Last year I wrote a post all about how I achieved all my goals in 2019. I’m a big fan of setting goals and targets all year round but particularly at the beginning of a new year, where fresh starts feel all that more possible. This year, however, I didn’t complete any of my goals and this is why it’s ok.
With everything that happened this past year, some goals became unachievable, and others no longer a priority. I’m not the same person who entered 2020. The things that mattered to me in January of this year are polar opposite of the things that matter now.
What I and whoever is reading this did achieve, is surviving a pandemic. And that is a pretty big feat that none of us saw coming. I can’t help but think about the psychic I saw in December last year who predicted lots of travelling for me and not once mentioned I would spend 80% of my year, alone in my flat.
Goals are meant to be achievable but they are also adaptable. It’s ok to set yourself goals and realise that they no longer serve you a purpose and to start again.

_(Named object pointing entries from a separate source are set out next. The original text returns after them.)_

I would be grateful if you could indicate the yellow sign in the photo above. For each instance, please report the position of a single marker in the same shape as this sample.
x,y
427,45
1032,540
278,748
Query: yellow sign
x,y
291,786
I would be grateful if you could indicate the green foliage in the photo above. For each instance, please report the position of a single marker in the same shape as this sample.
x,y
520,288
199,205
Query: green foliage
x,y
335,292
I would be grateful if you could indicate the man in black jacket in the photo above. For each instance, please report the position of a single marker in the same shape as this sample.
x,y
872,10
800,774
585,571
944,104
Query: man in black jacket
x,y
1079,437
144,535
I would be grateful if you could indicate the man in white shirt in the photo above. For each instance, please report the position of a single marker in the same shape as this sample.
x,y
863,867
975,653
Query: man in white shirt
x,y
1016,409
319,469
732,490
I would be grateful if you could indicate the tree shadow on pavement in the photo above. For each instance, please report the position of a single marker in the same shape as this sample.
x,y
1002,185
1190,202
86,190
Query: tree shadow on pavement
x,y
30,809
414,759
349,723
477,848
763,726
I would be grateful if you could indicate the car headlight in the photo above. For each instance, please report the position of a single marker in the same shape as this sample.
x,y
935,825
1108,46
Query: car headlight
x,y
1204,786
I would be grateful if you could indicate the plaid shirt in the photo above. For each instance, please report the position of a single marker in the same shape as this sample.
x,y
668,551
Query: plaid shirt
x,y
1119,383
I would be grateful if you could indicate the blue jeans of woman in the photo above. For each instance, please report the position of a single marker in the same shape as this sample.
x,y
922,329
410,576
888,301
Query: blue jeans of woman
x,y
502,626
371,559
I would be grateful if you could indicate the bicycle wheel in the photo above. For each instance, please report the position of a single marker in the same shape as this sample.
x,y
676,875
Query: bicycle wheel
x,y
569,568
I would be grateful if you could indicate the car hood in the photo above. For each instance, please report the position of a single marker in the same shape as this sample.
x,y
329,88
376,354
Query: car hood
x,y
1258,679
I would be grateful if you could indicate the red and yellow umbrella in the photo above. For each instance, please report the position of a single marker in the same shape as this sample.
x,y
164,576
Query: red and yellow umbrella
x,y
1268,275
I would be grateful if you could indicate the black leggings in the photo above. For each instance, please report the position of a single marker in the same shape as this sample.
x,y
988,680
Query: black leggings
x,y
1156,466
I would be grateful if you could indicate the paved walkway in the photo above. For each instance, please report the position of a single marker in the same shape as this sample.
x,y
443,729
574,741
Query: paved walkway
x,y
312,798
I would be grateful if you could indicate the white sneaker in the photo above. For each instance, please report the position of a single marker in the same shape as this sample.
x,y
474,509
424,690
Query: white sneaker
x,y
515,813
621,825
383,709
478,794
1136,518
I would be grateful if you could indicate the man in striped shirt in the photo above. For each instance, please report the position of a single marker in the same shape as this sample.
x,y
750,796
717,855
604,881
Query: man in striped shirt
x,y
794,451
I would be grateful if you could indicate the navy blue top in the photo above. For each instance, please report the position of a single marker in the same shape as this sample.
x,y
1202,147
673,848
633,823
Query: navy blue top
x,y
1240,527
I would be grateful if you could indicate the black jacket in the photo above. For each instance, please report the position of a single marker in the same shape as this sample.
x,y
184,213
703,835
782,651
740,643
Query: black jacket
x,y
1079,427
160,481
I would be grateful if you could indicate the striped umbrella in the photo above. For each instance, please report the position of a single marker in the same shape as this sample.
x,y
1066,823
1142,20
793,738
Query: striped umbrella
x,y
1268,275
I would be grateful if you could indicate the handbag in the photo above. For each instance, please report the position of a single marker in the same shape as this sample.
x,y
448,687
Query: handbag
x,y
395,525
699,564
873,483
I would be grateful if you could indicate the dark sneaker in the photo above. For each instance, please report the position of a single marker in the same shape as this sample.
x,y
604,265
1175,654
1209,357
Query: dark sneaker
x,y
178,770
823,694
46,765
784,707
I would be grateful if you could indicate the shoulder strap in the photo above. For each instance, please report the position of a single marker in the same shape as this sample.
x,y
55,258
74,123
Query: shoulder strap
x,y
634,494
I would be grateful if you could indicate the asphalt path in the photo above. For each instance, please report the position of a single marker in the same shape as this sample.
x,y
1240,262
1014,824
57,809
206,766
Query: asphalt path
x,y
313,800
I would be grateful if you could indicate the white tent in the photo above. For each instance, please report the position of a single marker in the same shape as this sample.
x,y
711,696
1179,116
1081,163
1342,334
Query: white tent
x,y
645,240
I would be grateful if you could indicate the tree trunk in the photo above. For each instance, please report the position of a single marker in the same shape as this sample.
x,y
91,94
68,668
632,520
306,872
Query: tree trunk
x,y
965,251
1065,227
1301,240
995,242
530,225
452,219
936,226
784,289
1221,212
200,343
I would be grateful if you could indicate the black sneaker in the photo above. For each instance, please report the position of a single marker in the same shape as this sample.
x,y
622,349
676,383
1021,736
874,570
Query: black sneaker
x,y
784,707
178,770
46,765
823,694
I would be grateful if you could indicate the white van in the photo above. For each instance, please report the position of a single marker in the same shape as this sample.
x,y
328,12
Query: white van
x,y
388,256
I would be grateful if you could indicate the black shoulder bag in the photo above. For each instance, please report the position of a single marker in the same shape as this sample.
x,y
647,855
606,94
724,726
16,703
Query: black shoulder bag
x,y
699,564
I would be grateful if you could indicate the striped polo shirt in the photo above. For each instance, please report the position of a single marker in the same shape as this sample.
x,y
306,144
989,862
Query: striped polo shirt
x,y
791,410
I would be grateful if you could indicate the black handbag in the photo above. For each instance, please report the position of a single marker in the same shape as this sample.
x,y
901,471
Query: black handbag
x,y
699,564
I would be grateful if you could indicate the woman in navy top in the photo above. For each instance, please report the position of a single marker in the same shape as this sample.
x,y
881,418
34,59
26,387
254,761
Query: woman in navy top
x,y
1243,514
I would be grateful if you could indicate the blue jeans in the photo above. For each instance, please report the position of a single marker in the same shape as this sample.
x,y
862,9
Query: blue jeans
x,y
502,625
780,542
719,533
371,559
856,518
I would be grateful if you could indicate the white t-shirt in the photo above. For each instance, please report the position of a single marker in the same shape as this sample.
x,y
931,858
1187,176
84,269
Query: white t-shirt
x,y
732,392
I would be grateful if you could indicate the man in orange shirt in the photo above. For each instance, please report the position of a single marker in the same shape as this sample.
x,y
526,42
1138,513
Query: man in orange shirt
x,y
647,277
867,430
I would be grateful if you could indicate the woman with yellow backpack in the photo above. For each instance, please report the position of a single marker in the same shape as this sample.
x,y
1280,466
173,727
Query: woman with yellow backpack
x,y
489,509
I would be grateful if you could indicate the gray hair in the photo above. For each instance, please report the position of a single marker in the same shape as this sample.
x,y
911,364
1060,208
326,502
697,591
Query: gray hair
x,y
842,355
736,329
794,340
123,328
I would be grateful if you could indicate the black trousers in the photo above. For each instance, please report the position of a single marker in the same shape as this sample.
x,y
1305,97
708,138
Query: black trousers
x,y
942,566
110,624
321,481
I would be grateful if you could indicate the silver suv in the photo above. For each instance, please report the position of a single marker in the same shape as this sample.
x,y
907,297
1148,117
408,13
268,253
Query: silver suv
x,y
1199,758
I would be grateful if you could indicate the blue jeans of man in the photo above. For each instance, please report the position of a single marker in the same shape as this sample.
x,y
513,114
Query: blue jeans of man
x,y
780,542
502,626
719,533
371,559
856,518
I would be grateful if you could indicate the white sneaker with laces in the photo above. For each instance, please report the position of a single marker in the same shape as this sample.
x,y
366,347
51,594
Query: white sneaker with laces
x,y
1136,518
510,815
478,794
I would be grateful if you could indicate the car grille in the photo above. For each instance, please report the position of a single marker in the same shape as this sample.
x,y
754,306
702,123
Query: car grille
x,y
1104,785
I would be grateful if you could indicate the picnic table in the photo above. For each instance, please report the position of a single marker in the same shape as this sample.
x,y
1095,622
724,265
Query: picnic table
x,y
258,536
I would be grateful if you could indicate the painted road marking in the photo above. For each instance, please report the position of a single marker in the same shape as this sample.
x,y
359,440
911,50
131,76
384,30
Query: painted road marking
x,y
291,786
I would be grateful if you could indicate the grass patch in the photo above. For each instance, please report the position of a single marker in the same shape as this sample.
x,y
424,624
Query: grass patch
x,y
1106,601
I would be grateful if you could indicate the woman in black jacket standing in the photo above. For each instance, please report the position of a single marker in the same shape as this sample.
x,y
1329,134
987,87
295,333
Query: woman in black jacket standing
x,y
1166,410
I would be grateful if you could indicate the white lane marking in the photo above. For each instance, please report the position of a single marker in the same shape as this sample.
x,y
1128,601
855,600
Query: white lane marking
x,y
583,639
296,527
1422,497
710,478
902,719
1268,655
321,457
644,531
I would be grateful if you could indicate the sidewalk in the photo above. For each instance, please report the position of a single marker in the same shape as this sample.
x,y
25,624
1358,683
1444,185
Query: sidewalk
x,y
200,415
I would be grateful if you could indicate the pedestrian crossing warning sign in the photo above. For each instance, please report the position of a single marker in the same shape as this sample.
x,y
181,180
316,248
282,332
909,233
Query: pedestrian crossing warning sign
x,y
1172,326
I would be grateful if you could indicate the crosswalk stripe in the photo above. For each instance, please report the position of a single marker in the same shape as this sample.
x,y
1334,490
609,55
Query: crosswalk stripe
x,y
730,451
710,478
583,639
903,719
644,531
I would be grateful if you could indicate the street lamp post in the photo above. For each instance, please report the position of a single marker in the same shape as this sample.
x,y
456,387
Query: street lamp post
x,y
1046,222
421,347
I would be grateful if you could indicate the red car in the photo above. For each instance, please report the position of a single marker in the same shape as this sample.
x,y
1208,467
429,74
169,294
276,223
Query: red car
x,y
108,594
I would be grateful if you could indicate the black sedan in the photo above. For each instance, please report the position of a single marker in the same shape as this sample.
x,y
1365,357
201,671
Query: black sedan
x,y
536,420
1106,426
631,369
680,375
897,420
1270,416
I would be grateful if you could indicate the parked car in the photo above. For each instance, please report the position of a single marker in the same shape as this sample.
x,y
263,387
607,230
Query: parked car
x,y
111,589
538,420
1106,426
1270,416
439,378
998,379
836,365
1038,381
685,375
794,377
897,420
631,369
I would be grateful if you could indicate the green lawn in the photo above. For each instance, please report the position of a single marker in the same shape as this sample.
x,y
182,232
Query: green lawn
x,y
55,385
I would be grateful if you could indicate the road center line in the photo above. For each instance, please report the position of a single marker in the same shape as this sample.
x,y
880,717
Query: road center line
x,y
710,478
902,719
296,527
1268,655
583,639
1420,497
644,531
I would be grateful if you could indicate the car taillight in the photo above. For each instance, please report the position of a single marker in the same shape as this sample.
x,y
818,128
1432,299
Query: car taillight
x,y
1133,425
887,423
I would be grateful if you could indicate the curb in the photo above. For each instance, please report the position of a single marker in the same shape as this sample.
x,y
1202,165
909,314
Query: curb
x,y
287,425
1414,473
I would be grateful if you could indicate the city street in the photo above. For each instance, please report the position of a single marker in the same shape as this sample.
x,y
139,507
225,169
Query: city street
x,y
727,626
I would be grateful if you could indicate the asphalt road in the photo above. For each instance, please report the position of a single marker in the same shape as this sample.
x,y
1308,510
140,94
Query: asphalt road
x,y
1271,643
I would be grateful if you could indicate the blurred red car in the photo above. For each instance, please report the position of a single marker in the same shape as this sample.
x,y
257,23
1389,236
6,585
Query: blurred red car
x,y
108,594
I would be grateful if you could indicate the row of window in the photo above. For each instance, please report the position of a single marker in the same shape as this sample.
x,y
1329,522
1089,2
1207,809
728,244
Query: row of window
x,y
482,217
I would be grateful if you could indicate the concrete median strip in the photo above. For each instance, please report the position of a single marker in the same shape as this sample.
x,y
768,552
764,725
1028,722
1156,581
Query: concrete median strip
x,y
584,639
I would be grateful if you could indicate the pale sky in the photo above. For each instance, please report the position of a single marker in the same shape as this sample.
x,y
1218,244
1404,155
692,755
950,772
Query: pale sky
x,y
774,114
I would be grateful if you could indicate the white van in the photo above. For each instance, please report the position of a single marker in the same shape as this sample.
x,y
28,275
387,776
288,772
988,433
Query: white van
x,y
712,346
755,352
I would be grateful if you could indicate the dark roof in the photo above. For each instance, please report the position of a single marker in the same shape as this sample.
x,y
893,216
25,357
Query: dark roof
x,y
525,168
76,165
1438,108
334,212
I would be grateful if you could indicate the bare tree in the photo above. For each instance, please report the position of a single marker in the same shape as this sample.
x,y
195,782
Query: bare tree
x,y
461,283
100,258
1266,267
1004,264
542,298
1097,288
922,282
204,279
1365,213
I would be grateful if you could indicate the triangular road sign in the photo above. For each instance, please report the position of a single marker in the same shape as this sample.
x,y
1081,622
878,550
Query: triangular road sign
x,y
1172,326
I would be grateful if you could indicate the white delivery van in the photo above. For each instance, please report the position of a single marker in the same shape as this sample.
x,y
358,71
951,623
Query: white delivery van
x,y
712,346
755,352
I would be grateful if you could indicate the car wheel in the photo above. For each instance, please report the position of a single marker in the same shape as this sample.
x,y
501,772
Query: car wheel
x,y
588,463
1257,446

Some things I did achieve:
- I went back to therapy. This started pre-pandemic but really helped get me through. I’m proud I was strong enough to reach out when I knew I wasn’t ok
- Learnt a lot about myself
- I attempted to date a few times. I held strong boundaries and walked away when I knew it didn’t feel right and didn’t force anything
- Paid off some debts. Not a huge dent but I have a few things less to pay
- I turned 30. Something I never thought would happen because I never thought my mental health would let me
- Grew my blog and Instagram
So, I didn’t achieve all the big goals I set myself and I didn’t have the year I thought I would but I’m here, I’m healthy and I’m doing ok.